By "standard repertoire" I mean that all Pythons will show the same
characters the same way, while "based on Unicode" is intended to mean
looking at TR#36 and TR#39 in picking the repertoires.

 > As I understand it, you're saying something like
 > 
 >     For strings, repr will delegate to display_string.

Er, I'm not familiar with such a function....  What I have in mind is
that for string display, repr will have a large, standard set of
characters that it sends directly to output, and a set that it
\u-escapes for the purpose of avoiding ambiguity.  These sets are
always defined the same way for any Python.

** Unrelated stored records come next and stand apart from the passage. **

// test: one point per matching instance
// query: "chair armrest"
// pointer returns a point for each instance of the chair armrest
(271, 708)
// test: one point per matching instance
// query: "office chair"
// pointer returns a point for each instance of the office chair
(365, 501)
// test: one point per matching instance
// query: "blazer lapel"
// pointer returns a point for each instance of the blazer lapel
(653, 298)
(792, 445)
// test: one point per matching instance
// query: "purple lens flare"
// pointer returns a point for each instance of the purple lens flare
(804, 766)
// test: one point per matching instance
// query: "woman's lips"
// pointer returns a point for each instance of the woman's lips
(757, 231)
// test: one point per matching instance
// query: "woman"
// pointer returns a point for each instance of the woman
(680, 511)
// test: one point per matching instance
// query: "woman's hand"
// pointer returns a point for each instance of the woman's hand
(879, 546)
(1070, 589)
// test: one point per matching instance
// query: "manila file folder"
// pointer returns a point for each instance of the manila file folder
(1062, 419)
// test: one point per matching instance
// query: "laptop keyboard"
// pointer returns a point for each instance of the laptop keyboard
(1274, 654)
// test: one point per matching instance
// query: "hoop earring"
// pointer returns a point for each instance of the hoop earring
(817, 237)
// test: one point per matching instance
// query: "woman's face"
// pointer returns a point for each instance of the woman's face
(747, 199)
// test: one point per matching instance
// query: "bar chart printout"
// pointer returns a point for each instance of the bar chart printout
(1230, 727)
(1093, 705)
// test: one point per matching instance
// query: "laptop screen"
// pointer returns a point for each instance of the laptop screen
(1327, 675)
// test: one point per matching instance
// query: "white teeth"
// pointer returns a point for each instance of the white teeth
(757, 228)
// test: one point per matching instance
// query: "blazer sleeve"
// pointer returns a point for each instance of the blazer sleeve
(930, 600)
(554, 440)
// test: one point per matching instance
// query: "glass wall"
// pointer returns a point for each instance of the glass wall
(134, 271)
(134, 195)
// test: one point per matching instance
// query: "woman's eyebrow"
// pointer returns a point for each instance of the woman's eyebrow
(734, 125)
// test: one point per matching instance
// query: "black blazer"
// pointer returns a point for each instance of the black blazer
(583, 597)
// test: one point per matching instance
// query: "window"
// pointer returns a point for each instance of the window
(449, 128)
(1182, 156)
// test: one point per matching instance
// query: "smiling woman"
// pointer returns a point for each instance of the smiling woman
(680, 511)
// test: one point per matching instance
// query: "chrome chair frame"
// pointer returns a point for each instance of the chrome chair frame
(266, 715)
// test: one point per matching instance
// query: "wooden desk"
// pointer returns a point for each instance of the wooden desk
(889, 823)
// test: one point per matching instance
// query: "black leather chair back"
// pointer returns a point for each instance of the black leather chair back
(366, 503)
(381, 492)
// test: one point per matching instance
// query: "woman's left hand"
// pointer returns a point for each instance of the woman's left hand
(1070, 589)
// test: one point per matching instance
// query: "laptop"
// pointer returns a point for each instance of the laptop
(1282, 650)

For people for whom the standard display would be painful (eg,
Cyrillic users and Greek users), there would be an optional
post-processor (basically a codec) which would translate some
\u-escapes to characters, and should also translate the conflicting
characters (ie, ASCII in the case of Cyrillic and Greek) to
\u-escapes.

 >     Users can (and should) supply a display_string function
 > appropriate to their own system.

"Can", yes, but only on a "consenting adults" basis.  They should not
do so in most cases.

 >     The default display_string will display ASCII, and unicode-escape
 > everything else.

Definitely not.  The default should try to display anything that can
be displayed unambiguously.  If we don't do that, *nobody* will use
the default except us semi-lingual Americans, and there would be no
point in having a standard repertoire.

For practical purposes, the only scripts I know of where there will be
real problems are Cyrillic and Greek, because they share glyphs with
the Latin alphabet, and by default many of their characters would be
escaped.  I'm sure there are other such scripts, of course, I don't
mean to minimize the problem.  (Some Japanese will undoubtedly
complain about their full-width "ASCII", but I have no sympathy for
that particular self-inflicted injury: they are already deprecated in
Unicode as compatibility characters.)

On the other hand, Unicode was careful to assemble a unified set of
Latin characters.  Although some like the Angstrom symbol do have
compatibility encodings, I don't think that's a major worry.  The vast
majority of Asian characters (loosely defined, including not only the
Han ideographs but the radicals, Korean Hangul, Japanese and Chinese
syllabaries, etc) are going to be readable, too (for those with
appropriate fonts).